» Hélder Nagai Consolaro — Universidade Federal de Catalão (UFCAT)/Rede Biota Cerrado
» Raphael Matias — Universidade Federal de Jataí (UFJ)/Rede Biota Cerrado
» Antônio José Camillo de Aguiar — Universidade de Brasília (UnB)/Rede Biota Cerrado
» Daniel Luís Mascia Vieira — Embrapa Cenargen/Rede Biota Cerrado
A pergunta do título, inicialmente, pode não fazer muito sentido, pois a polinização parece um termo distante do cotidiano, porém isso não é bem assim. A polinização é uma das etapas da reprodução das plantas, tal como ocorre no pequi e na araucária, como também no tomateiro, na laranja e outras espécies alimentícias. Na polinização da laranjeira, as flores atraem abelhas que irão se alimentar do néctar e, involuntariamente, acabam polinizando e produzindo alimento para nós, humanos. A polinização pode ser considerada o passo inicial na manutenção de um ecossistema e na recuperação de áreas degradadas, como também uma etapa crucial da segurança alimentar dos seres humanos. É somente após a polinização que os frutos e/ou sementes são formados e, consequentemente, ocorrerá a germinação e a formação de uma nova planta. É importante dizer que 94% das plantas de regiões tropicais são polinizadas por animais. No Cerrado não é diferente, pois cerca de 80-95% das plantas dependem de animais para a polinização. Portanto, muito embora a polinização pareça não nos atingir diretamente, ela traz grandes benefícios à humanidade, pois é dela que vem grande parte do nosso alimento. Por isso, a polinização é considerada como um serviço ecossistêmico.
A diversidade de polinizadores nativos impacta nossa agricultura, que representa a maior porcentagem do PIB do Brasil. Soja, café, laranja, algodão e feijão, são exemplos de culturas beneficiadas pela polinização por animais, sobretudo, por abelhas nativas. São estimados entre 7% e 40% de incremento na produção de algumas monoculturas quando a polinização por abelhas acontece adequadamente. Infelizmente, em monoculturas que o entorno da lavoura está degradado e os polinizadores são escassos, por exemplo no maracujá, o produtor tem que contratar mão de obra de pessoas para realizar a polinização manual das flores. Entretanto, é sabido que na polinização natural, feita por animais, os frutos são mais saudáveis e comercialmente mais viáveis em 70% das culturas, gerando mais renda ao produtor e mais alimento para a população.

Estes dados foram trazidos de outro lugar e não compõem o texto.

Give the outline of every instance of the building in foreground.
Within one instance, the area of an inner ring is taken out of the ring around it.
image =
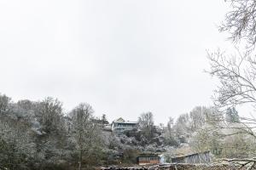
[[[195,153],[187,156],[172,158],[172,163],[209,163],[212,162],[212,155],[210,151],[201,153]]]
[[[160,157],[157,156],[141,156],[137,158],[139,165],[154,165],[160,163]]]
[[[137,128],[137,122],[125,121],[122,117],[114,120],[111,124],[113,132],[124,132]]]

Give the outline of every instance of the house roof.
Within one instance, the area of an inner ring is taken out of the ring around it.
[[[123,119],[122,117],[119,117],[119,118],[113,121],[113,122],[125,123],[125,124],[137,124],[137,122],[125,121],[125,119]]]

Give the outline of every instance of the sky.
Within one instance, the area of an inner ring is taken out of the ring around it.
[[[166,123],[212,105],[207,50],[230,46],[227,11],[224,0],[2,0],[0,93]]]

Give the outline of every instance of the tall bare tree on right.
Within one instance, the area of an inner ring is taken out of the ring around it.
[[[237,105],[247,105],[256,109],[256,1],[254,0],[226,0],[231,9],[226,14],[220,26],[220,31],[227,31],[230,39],[239,47],[240,42],[247,44],[246,50],[239,49],[234,54],[227,54],[221,50],[208,53],[210,71],[212,76],[219,80],[220,85],[214,92],[213,101],[220,113],[228,108]],[[254,128],[256,118],[239,117],[231,126],[220,128],[230,128],[227,135],[247,133],[256,138]],[[252,169],[256,165],[256,159],[233,159],[230,162],[241,162],[241,167],[248,166]]]

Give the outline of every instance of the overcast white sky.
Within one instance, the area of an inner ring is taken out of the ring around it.
[[[1,0],[0,92],[166,123],[212,105],[206,50],[230,43],[226,12],[224,0]]]

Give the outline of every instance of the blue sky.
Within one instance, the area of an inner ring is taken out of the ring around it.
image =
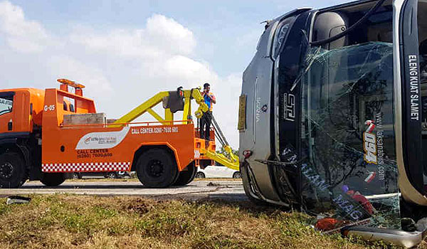
[[[241,73],[260,23],[342,2],[0,0],[0,86],[51,88],[69,78],[117,117],[158,91],[209,81],[216,116],[237,147]]]

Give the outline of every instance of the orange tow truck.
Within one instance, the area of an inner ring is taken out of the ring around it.
[[[191,100],[199,104],[196,117],[207,110],[198,88],[160,92],[110,120],[83,96],[84,85],[58,81],[59,89],[0,90],[1,188],[19,187],[28,179],[58,186],[74,172],[117,171],[135,171],[144,186],[164,188],[189,184],[197,166],[211,165],[216,157],[238,168],[233,156],[215,154],[215,140],[198,138]],[[164,117],[153,110],[161,102]],[[175,120],[179,111],[182,118]],[[132,122],[147,112],[157,121]]]

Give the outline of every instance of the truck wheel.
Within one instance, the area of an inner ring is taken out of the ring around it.
[[[16,152],[6,152],[0,155],[0,187],[19,188],[26,181],[23,160]]]
[[[237,172],[234,172],[234,174],[233,174],[233,178],[234,179],[241,179],[242,178],[242,174],[239,171]]]
[[[203,172],[197,172],[196,174],[196,178],[206,178],[206,176],[205,176]]]
[[[189,164],[186,168],[187,170],[180,171],[179,173],[179,176],[178,176],[178,179],[174,185],[184,186],[193,181],[194,177],[196,176],[196,173],[197,173],[197,168],[196,168],[194,166],[194,162]]]
[[[40,180],[42,184],[48,186],[60,185],[64,181],[65,181],[65,176],[63,173],[43,173]]]
[[[166,188],[178,177],[175,159],[166,150],[151,149],[144,152],[137,161],[137,176],[147,188]]]

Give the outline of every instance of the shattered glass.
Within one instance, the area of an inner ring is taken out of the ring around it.
[[[323,231],[399,228],[392,43],[312,48],[292,88],[299,84],[303,208],[333,218],[317,221]]]

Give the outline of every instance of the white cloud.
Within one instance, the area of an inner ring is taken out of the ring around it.
[[[99,30],[80,24],[71,27],[69,36],[60,36],[37,21],[26,20],[21,7],[0,2],[0,39],[5,37],[9,46],[18,51],[38,52],[20,55],[31,65],[31,70],[13,68],[0,78],[17,87],[34,86],[22,82],[37,82],[42,83],[36,85],[40,87],[52,88],[59,78],[75,80],[86,85],[85,95],[93,98],[97,110],[109,118],[119,117],[159,91],[209,82],[218,99],[215,115],[237,148],[241,75],[221,78],[207,62],[195,59],[196,42],[190,30],[159,14],[147,18],[142,28]],[[7,60],[0,60],[0,68],[3,64],[11,68]],[[32,77],[34,72],[36,79]],[[21,77],[17,79],[16,74]]]
[[[172,54],[191,54],[196,46],[193,33],[172,18],[154,14],[147,20],[148,40]]]
[[[22,9],[7,1],[0,2],[0,33],[12,48],[22,53],[40,52],[48,41],[41,25],[26,20]]]

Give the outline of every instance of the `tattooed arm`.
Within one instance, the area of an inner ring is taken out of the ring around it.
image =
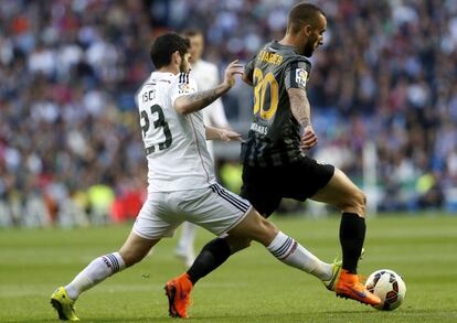
[[[203,109],[235,85],[235,75],[243,73],[243,65],[232,62],[226,68],[224,80],[216,87],[208,90],[183,95],[174,100],[174,108],[181,115],[188,115]]]
[[[221,97],[230,88],[230,86],[221,84],[215,88],[180,96],[174,100],[174,108],[181,115],[195,112],[211,105],[215,99]]]
[[[295,119],[304,128],[301,134],[300,148],[308,150],[318,143],[318,138],[312,129],[311,125],[311,106],[306,96],[305,89],[301,88],[289,88],[290,110]]]

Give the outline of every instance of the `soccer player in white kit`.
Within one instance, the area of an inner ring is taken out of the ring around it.
[[[196,29],[187,30],[182,35],[190,41],[190,54],[192,57],[192,71],[190,76],[195,79],[199,90],[206,90],[217,86],[219,69],[211,62],[202,60],[204,51],[203,32]],[[225,116],[222,99],[217,98],[203,110],[203,121],[206,126],[230,129],[227,118]],[[213,161],[215,161],[212,140],[206,141]],[[194,241],[196,227],[190,222],[184,222],[181,226],[181,235],[178,240],[174,255],[181,258],[187,267],[190,267],[195,259]]]
[[[78,321],[74,303],[82,292],[139,262],[161,238],[172,236],[184,220],[215,235],[259,241],[280,261],[322,280],[333,279],[337,272],[333,266],[317,259],[262,217],[249,202],[215,181],[205,140],[238,140],[240,134],[205,127],[200,110],[235,84],[235,75],[243,72],[242,65],[233,62],[219,86],[196,91],[195,82],[188,74],[189,41],[174,33],[161,35],[150,54],[157,72],[137,95],[149,168],[148,198],[124,246],[94,259],[51,295],[59,319]],[[183,301],[189,299],[187,288],[190,287],[167,283],[171,316],[188,316],[188,303]],[[181,300],[183,308],[173,305],[176,299]]]

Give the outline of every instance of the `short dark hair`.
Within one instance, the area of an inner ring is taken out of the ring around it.
[[[181,56],[184,56],[189,53],[189,40],[181,37],[177,33],[167,33],[156,39],[149,54],[153,66],[159,69],[171,63],[171,54],[176,51],[178,51]]]
[[[326,17],[322,9],[315,4],[306,2],[297,3],[290,9],[287,21],[287,32],[296,34],[305,24],[315,24],[319,14]]]
[[[184,37],[193,37],[193,36],[198,36],[198,35],[202,35],[203,36],[203,32],[202,30],[198,29],[198,28],[189,28],[182,31],[181,33]]]

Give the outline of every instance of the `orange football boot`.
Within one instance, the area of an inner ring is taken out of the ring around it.
[[[164,290],[168,297],[170,317],[189,317],[188,308],[191,304],[189,294],[192,287],[192,282],[185,272],[167,282]]]
[[[359,276],[341,269],[337,286],[334,287],[337,297],[359,301],[363,304],[378,305],[381,299],[366,290],[360,282]]]

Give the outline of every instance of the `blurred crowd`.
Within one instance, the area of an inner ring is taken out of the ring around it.
[[[457,212],[457,2],[311,2],[329,22],[308,85],[315,157],[362,186],[373,169],[379,209]],[[1,1],[0,227],[135,217],[146,162],[134,96],[153,37],[200,28],[222,71],[279,40],[294,3]],[[249,97],[240,85],[224,98],[243,132]]]

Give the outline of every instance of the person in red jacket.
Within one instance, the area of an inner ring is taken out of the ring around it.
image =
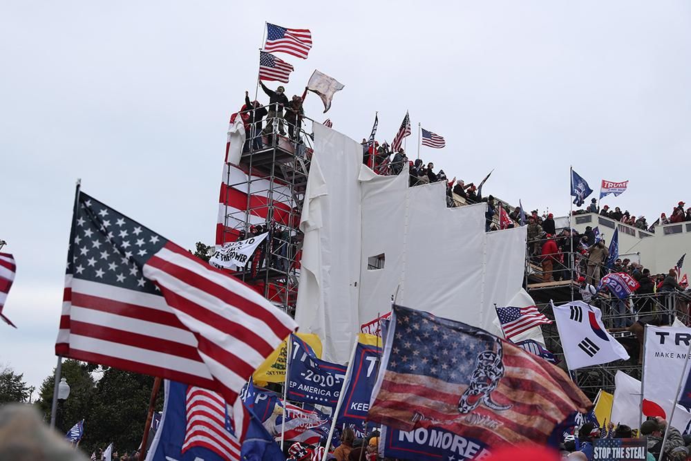
[[[547,234],[547,241],[542,245],[542,281],[553,282],[554,263],[559,262],[559,249],[554,237]]]

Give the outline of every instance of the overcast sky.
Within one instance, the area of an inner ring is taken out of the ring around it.
[[[310,28],[287,55],[301,94],[346,88],[308,116],[390,142],[410,111],[449,178],[529,209],[568,211],[569,166],[603,201],[654,220],[688,195],[686,1],[5,1],[0,3],[0,238],[17,274],[0,363],[38,386],[55,366],[75,181],[187,247],[213,243],[229,115],[254,93],[264,21]],[[269,84],[275,87],[276,84]],[[260,97],[265,102],[265,97]],[[462,236],[460,238],[462,238]]]

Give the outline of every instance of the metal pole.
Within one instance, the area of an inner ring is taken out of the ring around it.
[[[285,343],[285,380],[283,382],[283,422],[281,425],[281,450],[283,450],[283,442],[285,438],[285,407],[288,404],[288,370],[290,368],[290,353],[293,344],[292,333],[291,333]]]
[[[343,394],[346,393],[346,387],[348,386],[348,382],[350,379],[350,375],[352,375],[352,362],[353,359],[355,358],[355,350],[357,349],[357,339],[355,340],[355,344],[352,345],[352,351],[350,352],[350,359],[348,363],[348,369],[346,370],[346,376],[343,377],[343,384],[341,386],[341,393],[339,395],[339,402],[336,404],[336,408],[334,410],[334,413],[331,415],[331,429],[329,430],[329,436],[326,439],[326,449],[324,450],[324,457],[321,458],[321,461],[326,461],[327,456],[329,454],[329,446],[331,445],[331,439],[334,437],[334,431],[336,429],[336,420],[338,419],[339,411],[341,411],[341,406],[343,403]]]
[[[571,189],[574,188],[574,167],[569,167],[569,181]],[[574,217],[574,200],[571,200],[571,195],[569,198],[569,236],[571,241],[571,280],[569,281],[569,286],[571,288],[571,300],[574,301],[574,275],[576,272],[576,256],[574,254],[574,227],[571,220]]]
[[[647,337],[647,327],[648,326],[646,325],[645,328],[643,328],[643,347],[641,349],[641,353],[643,355],[643,359],[641,364],[641,411],[638,413],[638,427],[641,427],[641,424],[643,424],[643,386],[645,381],[643,380],[643,375],[645,370],[645,339]]]
[[[681,369],[681,375],[679,376],[679,384],[676,386],[676,393],[674,394],[674,398],[672,401],[672,413],[670,413],[670,419],[667,422],[667,427],[665,428],[665,435],[662,438],[662,449],[660,450],[660,456],[657,458],[657,461],[662,461],[662,455],[665,454],[665,442],[667,442],[667,435],[670,433],[670,426],[672,424],[672,420],[674,417],[674,410],[676,409],[677,399],[679,397],[679,393],[681,392],[681,386],[684,384],[684,378],[686,377],[685,371],[686,367],[689,364],[689,355],[691,355],[691,341],[689,341],[689,348],[686,351],[686,359],[684,360],[684,366]],[[641,382],[643,383],[643,379]],[[641,388],[643,384],[641,384]],[[641,393],[642,394],[643,392]]]
[[[50,408],[50,429],[55,429],[55,413],[57,411],[57,388],[60,383],[60,373],[62,373],[62,356],[57,356],[57,366],[55,367],[55,383],[53,388],[53,406]]]
[[[421,129],[422,129],[422,128],[420,127],[420,123],[419,123],[419,122],[417,122],[417,158],[418,159],[419,159],[419,158],[420,158],[420,130]]]

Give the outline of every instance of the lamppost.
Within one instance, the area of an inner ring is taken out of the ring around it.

Setenta e cinco por cento da polinização de plantas agrícolas é realizada por insetos, e também por beija-flores e morcegos, os quais são altamente vulneráveis à degradação ambiental. O Relatório Temático sobre Polinizção, Polinizadores e Produção de Alimentos no Brasil, de 2019, estimou um valor global da polinização entre US$ 235 e US$ 577 bilhões, enquanto no Brasil seria um valor anual de US$ 12 bilhões. Assim, a perda dos polinizadores no mundo levaria à redução da produção e à elevação dos preços dos alimentos, o que impactaria a segurança alimentar de milhões de pessoas, sobretudo, das populações mais pobres. Pode ainda levar a uma queda do sistema imunológico da população, devido a diminuição das vitaminas nas frutas.
O Cerrado se encontra sob grave ameaça, principalmente pela mudança no uso da terra e perda de habitat, podendo afetar negativamente a produção de alimentos. Por isso, são relevantes as iniciativas que buscam restabelecer a diversidade da flora e fauna do bioma para manutenção dos serviços ecossistêmicos, como aquele realizado pelos polinizadores. Hoje, existe uma demanda de um bilhão de hectares de áreas degradadas para ser restaurada no mundo, sendo uma oportunidade para associar os esforços de restauração com o restabelecimento e fortalecimento de serviços ecossistêmicos. Assim, levar em consideração os serviços de polinização nas iniciativas de restauração é fundamental para motivar mudanças nas práticas agrícolas. É sabido que a presença de polinizadores nativos, a proximidade das lavouras com áreas preservadas e uma paisagem mais heterogênea aumentam diretamente a produtividade das culturas e diminui a pressão para o desmatamento. Iniciativas como as da Rede Biota Cerrado, que engloba vários pesquisadores de diferentes universidades e institutos de pesquisa, são valiosas e devem ser fomentadas pelo poder público e privado, uma vez que visam justamente a incorporação da realidade do Cerrado na busca de soluções sustentáveis ao bem-estar humano.